Bitcoin Is in Wild Upheaval After the Cancellation of the Segwit2x Fork - venturis_voice
http://fortune.com/2017/11/12/bitcoin-upheavel-segwit2x-fork/
======
xwvvvvwx
> _More profoundly, Bitcoin Cash’s hashrate, or network-wide cryptographic
> processing power, has surpassed Bitcoin’s._

This is not correct.
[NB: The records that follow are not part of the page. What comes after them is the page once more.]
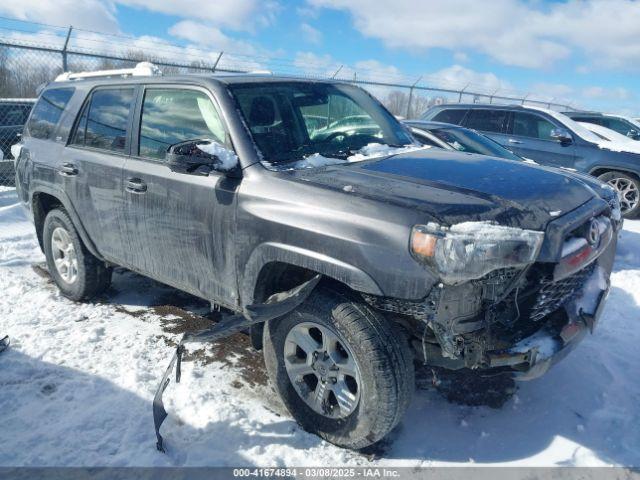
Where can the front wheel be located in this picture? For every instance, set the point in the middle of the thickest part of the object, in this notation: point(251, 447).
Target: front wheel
point(77, 273)
point(628, 188)
point(342, 370)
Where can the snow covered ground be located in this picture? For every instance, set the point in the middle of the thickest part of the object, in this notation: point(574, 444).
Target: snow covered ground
point(77, 382)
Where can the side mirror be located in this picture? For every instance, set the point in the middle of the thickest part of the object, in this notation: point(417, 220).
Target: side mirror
point(200, 157)
point(561, 135)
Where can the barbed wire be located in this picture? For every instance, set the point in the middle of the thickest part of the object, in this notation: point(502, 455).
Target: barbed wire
point(84, 41)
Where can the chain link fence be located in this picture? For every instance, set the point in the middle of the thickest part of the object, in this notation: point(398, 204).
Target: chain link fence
point(32, 57)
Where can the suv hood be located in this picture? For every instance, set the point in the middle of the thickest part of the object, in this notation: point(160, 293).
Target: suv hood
point(453, 187)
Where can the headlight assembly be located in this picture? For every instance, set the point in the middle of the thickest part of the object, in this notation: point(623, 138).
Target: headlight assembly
point(470, 250)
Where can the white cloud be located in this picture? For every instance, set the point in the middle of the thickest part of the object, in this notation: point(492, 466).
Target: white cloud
point(513, 32)
point(89, 14)
point(310, 34)
point(459, 77)
point(100, 14)
point(204, 35)
point(614, 93)
point(235, 14)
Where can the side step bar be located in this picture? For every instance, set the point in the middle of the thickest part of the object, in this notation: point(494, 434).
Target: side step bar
point(276, 306)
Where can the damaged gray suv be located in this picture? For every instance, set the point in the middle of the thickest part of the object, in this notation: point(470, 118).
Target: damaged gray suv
point(239, 188)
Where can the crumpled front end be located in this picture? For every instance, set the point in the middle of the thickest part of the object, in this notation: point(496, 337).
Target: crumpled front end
point(523, 319)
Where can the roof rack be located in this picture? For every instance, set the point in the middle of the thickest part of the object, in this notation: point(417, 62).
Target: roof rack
point(142, 69)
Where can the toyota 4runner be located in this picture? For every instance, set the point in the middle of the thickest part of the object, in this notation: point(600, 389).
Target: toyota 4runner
point(237, 188)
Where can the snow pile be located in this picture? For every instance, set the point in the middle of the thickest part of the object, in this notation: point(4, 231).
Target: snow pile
point(368, 152)
point(228, 159)
point(374, 150)
point(77, 383)
point(573, 245)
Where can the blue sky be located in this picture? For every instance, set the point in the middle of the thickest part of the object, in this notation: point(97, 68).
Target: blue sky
point(584, 51)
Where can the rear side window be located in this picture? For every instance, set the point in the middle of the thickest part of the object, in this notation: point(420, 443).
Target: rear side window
point(48, 111)
point(13, 115)
point(486, 120)
point(533, 126)
point(454, 116)
point(171, 116)
point(104, 120)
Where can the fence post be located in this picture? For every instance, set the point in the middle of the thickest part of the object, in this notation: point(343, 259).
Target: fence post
point(493, 94)
point(64, 50)
point(462, 91)
point(411, 96)
point(213, 69)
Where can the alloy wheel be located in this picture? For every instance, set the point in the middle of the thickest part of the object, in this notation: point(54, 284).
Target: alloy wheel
point(64, 255)
point(322, 370)
point(627, 192)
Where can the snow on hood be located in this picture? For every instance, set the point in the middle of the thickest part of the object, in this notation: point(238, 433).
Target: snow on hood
point(228, 159)
point(368, 152)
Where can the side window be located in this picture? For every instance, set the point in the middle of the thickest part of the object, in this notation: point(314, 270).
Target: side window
point(104, 120)
point(171, 116)
point(12, 115)
point(454, 116)
point(617, 125)
point(48, 111)
point(530, 125)
point(486, 120)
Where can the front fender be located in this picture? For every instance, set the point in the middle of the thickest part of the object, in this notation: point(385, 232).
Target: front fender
point(68, 206)
point(270, 252)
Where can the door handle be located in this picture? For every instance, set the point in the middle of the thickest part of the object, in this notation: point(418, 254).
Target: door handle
point(135, 185)
point(68, 170)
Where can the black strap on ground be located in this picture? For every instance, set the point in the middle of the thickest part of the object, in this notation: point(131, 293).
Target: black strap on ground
point(4, 343)
point(276, 306)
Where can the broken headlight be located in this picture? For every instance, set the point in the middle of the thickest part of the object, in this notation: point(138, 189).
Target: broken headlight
point(470, 250)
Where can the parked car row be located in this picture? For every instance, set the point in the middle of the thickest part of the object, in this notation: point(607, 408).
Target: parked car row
point(552, 138)
point(241, 188)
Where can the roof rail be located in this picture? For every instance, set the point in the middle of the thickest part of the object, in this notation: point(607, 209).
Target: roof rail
point(142, 69)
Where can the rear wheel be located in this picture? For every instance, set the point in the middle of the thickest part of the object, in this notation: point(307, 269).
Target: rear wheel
point(77, 273)
point(628, 188)
point(342, 370)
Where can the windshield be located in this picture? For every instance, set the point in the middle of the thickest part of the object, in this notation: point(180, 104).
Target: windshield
point(473, 142)
point(293, 121)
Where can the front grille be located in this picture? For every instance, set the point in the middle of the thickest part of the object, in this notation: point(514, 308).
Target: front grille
point(552, 295)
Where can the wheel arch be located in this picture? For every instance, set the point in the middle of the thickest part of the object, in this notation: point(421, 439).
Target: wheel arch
point(602, 169)
point(45, 199)
point(272, 266)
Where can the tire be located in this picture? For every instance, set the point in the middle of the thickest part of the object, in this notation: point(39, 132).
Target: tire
point(628, 187)
point(91, 276)
point(385, 373)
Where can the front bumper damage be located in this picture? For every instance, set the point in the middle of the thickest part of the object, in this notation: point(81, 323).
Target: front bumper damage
point(535, 355)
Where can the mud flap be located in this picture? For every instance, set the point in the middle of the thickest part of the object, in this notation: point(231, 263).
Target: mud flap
point(276, 306)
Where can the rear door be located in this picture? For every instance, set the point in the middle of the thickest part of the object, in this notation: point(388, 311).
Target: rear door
point(491, 121)
point(92, 166)
point(180, 226)
point(529, 135)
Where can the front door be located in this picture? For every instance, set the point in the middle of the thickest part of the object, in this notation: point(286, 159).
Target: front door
point(180, 226)
point(92, 166)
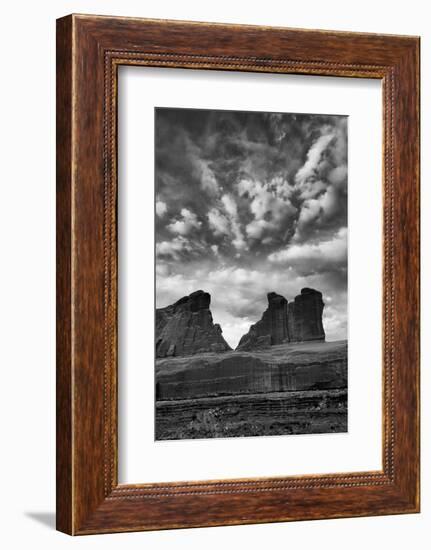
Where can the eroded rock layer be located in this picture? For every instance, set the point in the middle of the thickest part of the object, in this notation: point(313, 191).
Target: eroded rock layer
point(187, 328)
point(287, 367)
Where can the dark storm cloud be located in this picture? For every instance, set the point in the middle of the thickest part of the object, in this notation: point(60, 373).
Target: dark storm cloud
point(247, 203)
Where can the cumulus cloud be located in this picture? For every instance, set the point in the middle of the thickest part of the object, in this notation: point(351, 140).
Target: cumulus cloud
point(315, 257)
point(161, 208)
point(218, 222)
point(314, 158)
point(257, 202)
point(186, 223)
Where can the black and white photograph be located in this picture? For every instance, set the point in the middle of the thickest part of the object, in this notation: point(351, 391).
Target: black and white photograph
point(251, 236)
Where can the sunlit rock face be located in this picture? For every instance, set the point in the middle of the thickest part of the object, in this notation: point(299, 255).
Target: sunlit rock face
point(281, 322)
point(271, 329)
point(187, 328)
point(304, 316)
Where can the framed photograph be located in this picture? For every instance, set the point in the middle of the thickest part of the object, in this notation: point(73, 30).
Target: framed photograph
point(237, 274)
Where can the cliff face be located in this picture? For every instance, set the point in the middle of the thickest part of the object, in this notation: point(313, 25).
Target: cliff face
point(271, 329)
point(187, 328)
point(282, 322)
point(304, 316)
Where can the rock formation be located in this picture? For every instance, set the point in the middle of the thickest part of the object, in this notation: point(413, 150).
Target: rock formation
point(304, 316)
point(297, 321)
point(187, 328)
point(271, 329)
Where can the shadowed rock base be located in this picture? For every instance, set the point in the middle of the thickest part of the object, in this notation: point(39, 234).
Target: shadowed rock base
point(307, 412)
point(286, 389)
point(187, 328)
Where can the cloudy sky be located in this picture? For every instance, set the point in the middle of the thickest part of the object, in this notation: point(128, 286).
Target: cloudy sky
point(248, 203)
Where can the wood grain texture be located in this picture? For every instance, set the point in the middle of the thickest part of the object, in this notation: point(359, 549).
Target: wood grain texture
point(90, 49)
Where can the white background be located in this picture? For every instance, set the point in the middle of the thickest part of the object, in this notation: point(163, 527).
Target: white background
point(27, 405)
point(141, 458)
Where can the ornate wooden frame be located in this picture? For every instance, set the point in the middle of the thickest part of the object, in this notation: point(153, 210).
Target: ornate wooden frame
point(89, 51)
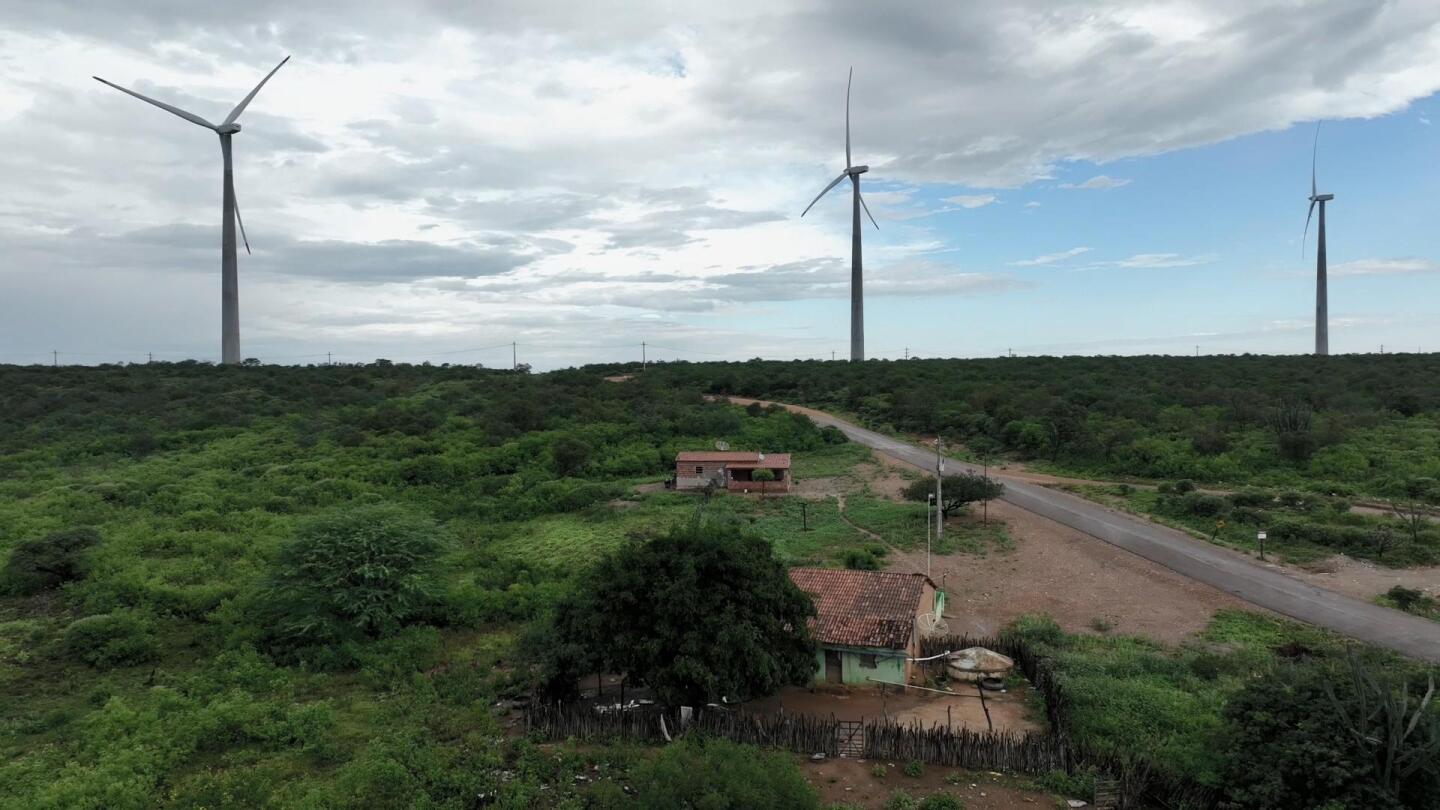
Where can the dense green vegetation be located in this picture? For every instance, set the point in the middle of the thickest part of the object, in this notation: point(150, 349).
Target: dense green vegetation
point(183, 621)
point(1301, 526)
point(1253, 706)
point(702, 614)
point(1351, 424)
point(1298, 440)
point(314, 587)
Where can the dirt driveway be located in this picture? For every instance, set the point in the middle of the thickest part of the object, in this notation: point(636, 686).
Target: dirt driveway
point(1007, 709)
point(1073, 578)
point(853, 783)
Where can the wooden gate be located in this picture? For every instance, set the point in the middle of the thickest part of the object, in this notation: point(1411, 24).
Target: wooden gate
point(850, 738)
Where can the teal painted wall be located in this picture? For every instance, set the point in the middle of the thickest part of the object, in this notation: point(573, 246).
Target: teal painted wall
point(889, 666)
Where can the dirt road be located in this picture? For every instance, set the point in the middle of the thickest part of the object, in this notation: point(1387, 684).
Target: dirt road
point(1221, 568)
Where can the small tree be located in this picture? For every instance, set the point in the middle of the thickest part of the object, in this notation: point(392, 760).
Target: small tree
point(700, 613)
point(958, 490)
point(1413, 500)
point(1393, 725)
point(722, 774)
point(1383, 538)
point(570, 456)
point(354, 572)
point(49, 561)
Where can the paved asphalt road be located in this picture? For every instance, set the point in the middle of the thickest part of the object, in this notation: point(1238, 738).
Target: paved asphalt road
point(1197, 559)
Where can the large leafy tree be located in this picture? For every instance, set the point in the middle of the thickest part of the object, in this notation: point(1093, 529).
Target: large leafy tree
point(354, 572)
point(1309, 735)
point(958, 492)
point(700, 613)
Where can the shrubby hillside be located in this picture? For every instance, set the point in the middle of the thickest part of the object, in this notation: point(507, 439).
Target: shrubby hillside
point(303, 585)
point(1360, 424)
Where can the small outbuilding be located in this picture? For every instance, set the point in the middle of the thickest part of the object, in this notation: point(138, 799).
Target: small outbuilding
point(869, 623)
point(733, 470)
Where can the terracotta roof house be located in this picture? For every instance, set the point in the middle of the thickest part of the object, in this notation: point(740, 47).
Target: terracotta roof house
point(733, 470)
point(869, 623)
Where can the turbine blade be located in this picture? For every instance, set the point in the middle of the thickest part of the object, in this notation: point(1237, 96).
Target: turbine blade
point(847, 116)
point(190, 117)
point(241, 222)
point(833, 183)
point(867, 212)
point(246, 100)
point(1306, 235)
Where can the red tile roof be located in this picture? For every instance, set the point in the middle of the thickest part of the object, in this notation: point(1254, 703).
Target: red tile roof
point(738, 459)
point(861, 608)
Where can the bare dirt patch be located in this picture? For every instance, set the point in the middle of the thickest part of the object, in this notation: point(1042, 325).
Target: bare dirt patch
point(1072, 577)
point(958, 711)
point(1365, 580)
point(853, 783)
point(1063, 572)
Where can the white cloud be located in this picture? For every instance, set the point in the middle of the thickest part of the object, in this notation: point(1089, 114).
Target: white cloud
point(1098, 182)
point(972, 201)
point(1384, 267)
point(1146, 261)
point(1050, 258)
point(527, 141)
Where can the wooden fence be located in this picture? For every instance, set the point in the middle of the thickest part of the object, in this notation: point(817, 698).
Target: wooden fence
point(1136, 780)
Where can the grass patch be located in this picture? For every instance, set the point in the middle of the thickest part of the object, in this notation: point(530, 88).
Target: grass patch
point(830, 461)
point(1129, 693)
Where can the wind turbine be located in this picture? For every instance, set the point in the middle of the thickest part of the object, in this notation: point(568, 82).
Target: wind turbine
point(229, 215)
point(1322, 314)
point(857, 299)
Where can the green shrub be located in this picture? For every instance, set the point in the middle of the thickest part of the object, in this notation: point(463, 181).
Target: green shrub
point(1253, 499)
point(861, 559)
point(111, 639)
point(1289, 745)
point(720, 774)
point(49, 561)
point(900, 800)
point(356, 572)
point(1409, 598)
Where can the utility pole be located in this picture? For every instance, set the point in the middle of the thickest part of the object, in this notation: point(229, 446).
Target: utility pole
point(939, 497)
point(929, 499)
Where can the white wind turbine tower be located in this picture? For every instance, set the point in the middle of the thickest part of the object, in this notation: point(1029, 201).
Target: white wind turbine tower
point(857, 300)
point(1322, 312)
point(229, 215)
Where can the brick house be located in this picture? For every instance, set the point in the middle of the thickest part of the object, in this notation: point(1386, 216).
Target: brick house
point(869, 623)
point(732, 470)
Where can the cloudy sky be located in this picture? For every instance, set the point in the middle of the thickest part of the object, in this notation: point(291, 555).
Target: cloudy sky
point(438, 180)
BCH difficulty adjustment algorithm kicked in last night
(difficulty +400%) [1] and BCH mining profitability tanked.

BTC is now ~3.5x more profitable to mine [2], and as a result most of the
hashpower has returned to BTC [3].

It would seem that at least a large part of the movements this weekend were
the result of miners gaming the BCH difficulty adjustment algorithm, combined
with a dash of FOMO and pump / dump dynamics.

BCH hardforks today to make an emergency fix to the difficulty adjustment
algorithm [4], so longer term it will be interesting to see what happens to
the price, once the incentives for miners to game the difficulty algorithm
disappear.

Hopefully the new algorithm allows the BCH difficulty to stabilise and the two
chains can coexist.

It increasingly seems that forks will be commonplace, and as such the bitcoin
protocol could probably benefit from built in replay protection and a more
responsive difficulty adjustment algorithm.

[1]: [https://fork.lol/pow/difficulty](https://fork.lol/pow/difficulty)

[2]: [https://fork.lol/](https://fork.lol/)

[3]: [https://fork.lol/pow/hashrate](https://fork.lol/pow/hashrate)

[4]:
[https://www.bitcoinabc.org/november](https://www.bitcoinabc.org/november)

------
michaelt
Given that the bitcoin community normally seems so enamoured with trustless
systems, I did think it was extremely odd that people went along with Segwit2x
when it was implemented in such a way that the Segwit camp got a trustless
guarantee while the 2x camp got no such guarantee.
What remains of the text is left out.